Application fraud is fraud taking place at the point of application in a customer’s journey, through providing false or manipulated information with the intention of deliberately deceiving for financial benefit. It can take two core forms:
- First-party, by the customer deliberately falsifying information, such as hiding addresses that have previous defaults, or exaggerating income.
- Third-party, by a criminal gang using false or stolen identities to apply for credit or set up accounts.
Size and scale can vary enormously, but whether a deliberate inaccuracy on an application, or mass attempts using stolen identities, application fraud is a major challenge.
Where are we seeing change in fraudulent applications?
Fraudulent applications can be made across any lending or account set up journey. From applying for credit, loans and mortgages, to insurance applications and mobile phone orders. Any organisation requiring personal data from an individual, in order that that individual may receive a benefit at the end of the process, is at risk of application fraud.
Our regular Fraud Index, updated quarterly, shows the latest trends in fraud activity across the wider lending space. Through close analysis of this data, we can see changes in first vs. third party fraud, and dive into the specific category of fraud, including all types of ID theft, misrepresentation and product misuse.
Find out more about the ever-changing fraud trends. Register for our webinar: "New digital era, new fraud trends: The threats every fraud manager must mitigate in 2022"Save your seat
What has triggered an increased focus on Application Fraud?
The past two years have been particularly challenging for many people’s finances. With large numbers of the UK population being put on furlough schemes, reduced hours or redundancies, people’s incomes have faced an unprecedented shock. Coupled with the current cost-of-living crisis we are experiencing; people are looking for ways to spend less and save more. For some however, the temptation to misrepresent can be strong, and people may be turning to making fraudulent applications to increase loan amounts, credit limits, or simply to have access to more funds, sometimes with no intention to repay.
In addition, the sharp shift to a digital way of working left some organisations potentially vulnerable. Businesses had to react at high speed to a whole new way of working. In the haste to shift to a digital-first system, potential weak links and loopholes could have been left open to exploitation by the more experienced fraudster.
What is more, those highly sophisticated criminals may have access to the latest technology, more advanced than the fraud-fighting systems implemented in business still developing in their digital maturity. In these instances, the fraudster’s tech may well be capable of falsifying documents or bypassing immature security systems, leaving organisations unable to manage the volume of applications they need to manually review.
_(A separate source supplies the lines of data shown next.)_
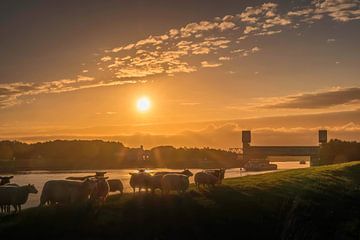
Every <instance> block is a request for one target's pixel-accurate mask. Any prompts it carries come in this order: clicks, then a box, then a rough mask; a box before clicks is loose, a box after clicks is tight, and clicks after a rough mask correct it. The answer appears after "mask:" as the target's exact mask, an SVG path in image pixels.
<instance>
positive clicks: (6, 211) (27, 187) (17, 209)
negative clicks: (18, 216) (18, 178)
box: [0, 184, 38, 212]
mask: <svg viewBox="0 0 360 240" xmlns="http://www.w3.org/2000/svg"><path fill="white" fill-rule="evenodd" d="M37 192H38V191H37V189H36V188H35V186H34V185H30V184H28V185H24V186H2V187H0V205H1V211H4V210H5V211H6V212H10V205H12V206H13V207H14V209H15V212H20V211H21V205H22V204H24V203H26V201H27V200H28V197H29V194H30V193H34V194H36V193H37Z"/></svg>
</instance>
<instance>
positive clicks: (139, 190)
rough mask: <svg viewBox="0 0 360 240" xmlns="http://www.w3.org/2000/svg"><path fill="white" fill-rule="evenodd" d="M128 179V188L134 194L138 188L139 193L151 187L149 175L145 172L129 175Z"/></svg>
mask: <svg viewBox="0 0 360 240" xmlns="http://www.w3.org/2000/svg"><path fill="white" fill-rule="evenodd" d="M129 174H130V175H131V177H130V186H131V187H132V189H133V191H134V193H135V190H136V188H139V192H140V191H141V189H143V188H144V189H145V190H146V191H148V189H149V188H150V187H151V175H150V174H149V173H146V172H138V173H129Z"/></svg>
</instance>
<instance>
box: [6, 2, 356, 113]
mask: <svg viewBox="0 0 360 240" xmlns="http://www.w3.org/2000/svg"><path fill="white" fill-rule="evenodd" d="M280 7H281V6H279V5H278V4H276V3H271V2H268V3H264V4H262V5H259V6H249V7H246V8H245V9H244V10H243V11H242V12H240V13H238V14H234V15H226V16H223V17H216V18H214V19H211V20H203V21H199V22H192V23H189V24H186V25H185V26H183V27H180V28H173V29H170V30H168V31H167V32H165V33H163V34H161V35H156V36H152V35H150V36H148V37H147V38H145V39H140V40H138V41H136V42H130V43H127V44H125V45H120V46H114V47H113V48H111V49H107V50H105V52H103V53H101V54H100V56H99V57H98V59H97V63H96V71H97V72H98V73H99V72H100V73H103V74H104V73H106V74H107V76H108V78H107V80H102V79H98V78H96V77H95V76H96V75H99V74H98V73H96V72H95V71H93V70H92V71H89V70H85V71H83V73H86V74H87V76H77V77H74V78H72V79H62V80H55V81H48V82H41V83H34V82H24V81H23V82H22V81H20V82H15V83H8V84H1V85H0V108H4V107H11V106H14V105H16V104H19V103H22V102H24V101H25V100H22V99H23V97H26V96H35V95H37V94H43V93H59V92H67V91H74V90H79V89H84V88H93V87H101V86H109V85H122V84H131V83H138V82H146V77H150V76H154V75H168V76H173V75H174V74H178V73H191V72H195V71H198V70H199V69H200V68H209V67H211V68H214V67H221V66H222V65H223V62H224V61H228V60H232V59H236V58H241V57H247V56H249V55H251V54H255V53H257V52H258V51H259V50H260V48H259V47H258V46H251V47H250V48H248V49H244V48H240V47H239V45H240V46H241V43H242V41H243V40H245V39H248V38H255V37H266V36H272V35H276V34H280V33H281V32H282V31H283V30H284V29H292V28H298V27H299V26H300V25H302V24H313V23H315V22H316V21H319V20H321V19H324V18H329V19H330V20H332V21H336V22H349V21H353V20H359V19H360V2H359V1H357V0H312V1H310V2H309V4H307V5H306V6H303V7H298V6H296V7H294V9H291V10H290V11H286V12H283V11H282V12H281V11H280V10H279V9H280ZM214 57H215V58H214ZM220 58H221V59H220ZM214 59H219V61H221V62H213V61H214Z"/></svg>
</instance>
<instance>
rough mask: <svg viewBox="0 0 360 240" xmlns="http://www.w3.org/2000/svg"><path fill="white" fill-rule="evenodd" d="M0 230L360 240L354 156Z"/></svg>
mask: <svg viewBox="0 0 360 240" xmlns="http://www.w3.org/2000/svg"><path fill="white" fill-rule="evenodd" d="M0 232H1V236H12V237H18V236H20V235H26V236H36V237H38V238H43V237H47V238H48V237H50V238H51V239H54V238H59V239H62V238H63V239H68V238H69V237H72V238H77V239H80V238H86V239H101V238H105V237H106V238H107V239H112V238H114V239H115V238H116V239H223V238H228V239H241V238H250V239H255V238H267V239H326V238H328V239H359V238H360V162H352V163H346V164H337V165H330V166H322V167H314V168H309V169H299V170H289V171H282V172H276V173H271V174H270V173H269V174H263V175H257V176H247V177H242V178H233V179H226V180H225V181H224V184H223V185H222V186H218V187H216V188H214V189H211V190H209V191H205V192H198V191H196V190H195V189H194V187H193V186H192V189H191V190H190V191H189V192H188V193H186V194H185V195H182V196H179V195H175V194H174V195H170V196H165V197H162V196H161V195H160V194H155V195H152V194H145V193H142V194H136V196H135V197H134V196H133V194H125V195H124V196H122V197H120V196H117V195H114V196H112V197H110V198H109V200H108V202H107V203H106V204H105V206H103V207H101V208H97V209H94V208H91V207H90V206H84V205H82V206H71V207H53V208H52V207H51V208H50V207H49V208H33V209H28V210H24V211H23V212H22V213H21V214H19V215H13V216H5V217H2V218H0Z"/></svg>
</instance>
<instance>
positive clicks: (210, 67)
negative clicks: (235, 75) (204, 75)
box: [201, 61, 222, 68]
mask: <svg viewBox="0 0 360 240" xmlns="http://www.w3.org/2000/svg"><path fill="white" fill-rule="evenodd" d="M221 65H222V63H209V62H207V61H203V62H201V66H202V67H204V68H213V67H219V66H221Z"/></svg>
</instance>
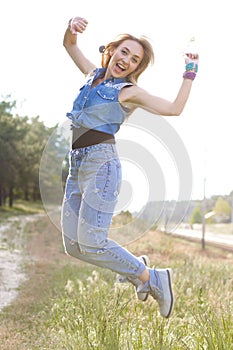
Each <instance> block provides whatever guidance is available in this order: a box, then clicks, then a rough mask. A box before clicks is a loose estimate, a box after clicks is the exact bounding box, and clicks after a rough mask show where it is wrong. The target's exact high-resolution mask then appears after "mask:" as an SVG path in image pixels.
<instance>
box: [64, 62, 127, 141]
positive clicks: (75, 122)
mask: <svg viewBox="0 0 233 350" xmlns="http://www.w3.org/2000/svg"><path fill="white" fill-rule="evenodd" d="M105 71H106V69H105V68H97V69H95V71H94V73H93V74H92V75H91V76H89V78H88V79H87V81H86V83H85V85H84V86H82V87H81V89H80V91H79V94H78V96H77V98H76V99H75V101H74V103H73V108H72V111H71V112H70V113H67V117H68V118H70V119H71V120H72V125H73V126H74V127H77V128H78V127H80V126H83V127H85V128H89V129H94V130H98V131H102V132H106V133H109V134H112V135H114V134H115V133H116V132H117V131H118V130H119V128H120V125H121V124H122V123H123V122H124V121H125V119H126V118H127V117H128V116H129V115H130V114H131V111H130V110H129V109H126V108H124V107H123V106H122V105H121V104H120V103H119V101H118V95H119V93H120V91H121V89H122V88H123V87H125V86H131V85H133V84H132V83H130V82H127V81H126V79H125V78H118V79H116V78H110V79H107V80H104V81H103V82H102V83H101V84H99V85H97V86H95V87H93V88H92V89H91V85H92V82H93V81H94V80H95V79H98V78H99V77H100V76H103V75H104V73H105Z"/></svg>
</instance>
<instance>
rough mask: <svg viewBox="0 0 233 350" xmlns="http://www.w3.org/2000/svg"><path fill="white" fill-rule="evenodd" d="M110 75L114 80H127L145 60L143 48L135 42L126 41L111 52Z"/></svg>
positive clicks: (109, 75) (108, 73)
mask: <svg viewBox="0 0 233 350" xmlns="http://www.w3.org/2000/svg"><path fill="white" fill-rule="evenodd" d="M110 55H111V59H110V61H109V65H108V75H109V76H113V77H114V78H125V77H127V76H128V75H129V74H131V73H132V72H134V71H135V70H136V69H137V67H138V66H139V64H140V62H141V61H142V59H143V55H144V50H143V47H142V46H141V45H140V44H139V43H138V42H137V41H134V40H125V41H123V43H121V44H120V45H119V46H118V47H117V48H115V49H113V50H112V51H110Z"/></svg>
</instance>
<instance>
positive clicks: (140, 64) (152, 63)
mask: <svg viewBox="0 0 233 350" xmlns="http://www.w3.org/2000/svg"><path fill="white" fill-rule="evenodd" d="M125 40H133V41H136V42H138V43H139V44H140V45H141V46H142V48H143V51H144V55H143V59H142V61H141V62H140V64H139V65H138V67H137V68H136V69H135V71H134V72H132V73H131V74H130V75H129V76H128V77H127V80H128V81H130V82H132V83H136V82H137V80H138V78H139V76H140V75H141V74H142V72H144V70H145V69H146V68H147V67H148V65H149V64H150V63H151V64H153V63H154V51H153V48H152V46H151V44H150V42H149V41H148V39H147V38H146V37H145V36H141V37H140V38H136V37H135V36H133V35H131V34H120V35H119V36H117V38H116V39H115V40H114V41H112V42H110V43H109V44H107V45H106V46H105V47H103V46H102V47H101V48H100V51H101V52H102V61H101V64H102V67H103V68H107V67H108V64H109V61H110V59H111V55H110V51H111V50H112V49H115V48H117V47H118V46H119V45H121V44H122V43H123V42H124V41H125Z"/></svg>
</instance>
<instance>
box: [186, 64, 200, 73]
mask: <svg viewBox="0 0 233 350" xmlns="http://www.w3.org/2000/svg"><path fill="white" fill-rule="evenodd" d="M193 69H194V71H195V73H197V72H198V64H197V63H194V62H189V63H187V64H186V66H185V70H186V71H190V70H193Z"/></svg>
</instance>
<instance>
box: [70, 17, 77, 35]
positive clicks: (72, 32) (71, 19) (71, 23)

How can organisations better identify fraudulent applications?
A layered approach is critical to managing fraud at the point of application. Combined with a greater breadth of data sources and technology, organisations are able to better assess and analyse applications and identify suspicious data points, without impacting good customer’s ability to complete the application process.
Being overly reliant on a single capability or just a few data points is easier for a fraudster to bypass. Having a blend of capabilities, data and analytics allows organisations to quickly and more accurately identify both the genuine and suspicious applications.
Experienced fraudsters, with access to technology and high volumes of data, work to identify the weakest, and easiest systems to bypass. Through adopting a layered and sophisticated approach, fraudulent attempts are more likely to be identified during application phase. The fraudster will identify that lender as having a strong fraud detection system in place and move on to try elsewhere.
As technology continues to advance, lenders can begin blending more and more data points, including non-traditional data, such as biometrics, behaviour or even device information, to help identify fraudulent activity, and reduce false positives.
What should organisations consider when implementing stronger fraud detection capabilities?
First and foremost, detection of fraud is a priority, and its prevention must have a seat at the table in board level conversations. That said, organisations also need to ensure that processes during the onboarding journey do not deter the customer from completing an application. Too many overt checks throughout the process could lead to an applicant abandoning the process and risk loss in revenue growth.
Through integrating layered fraud and identity checks within the onboarding journey, and minimising customer friction, organisations can detect suspicious applications, without interrupting the customer experience.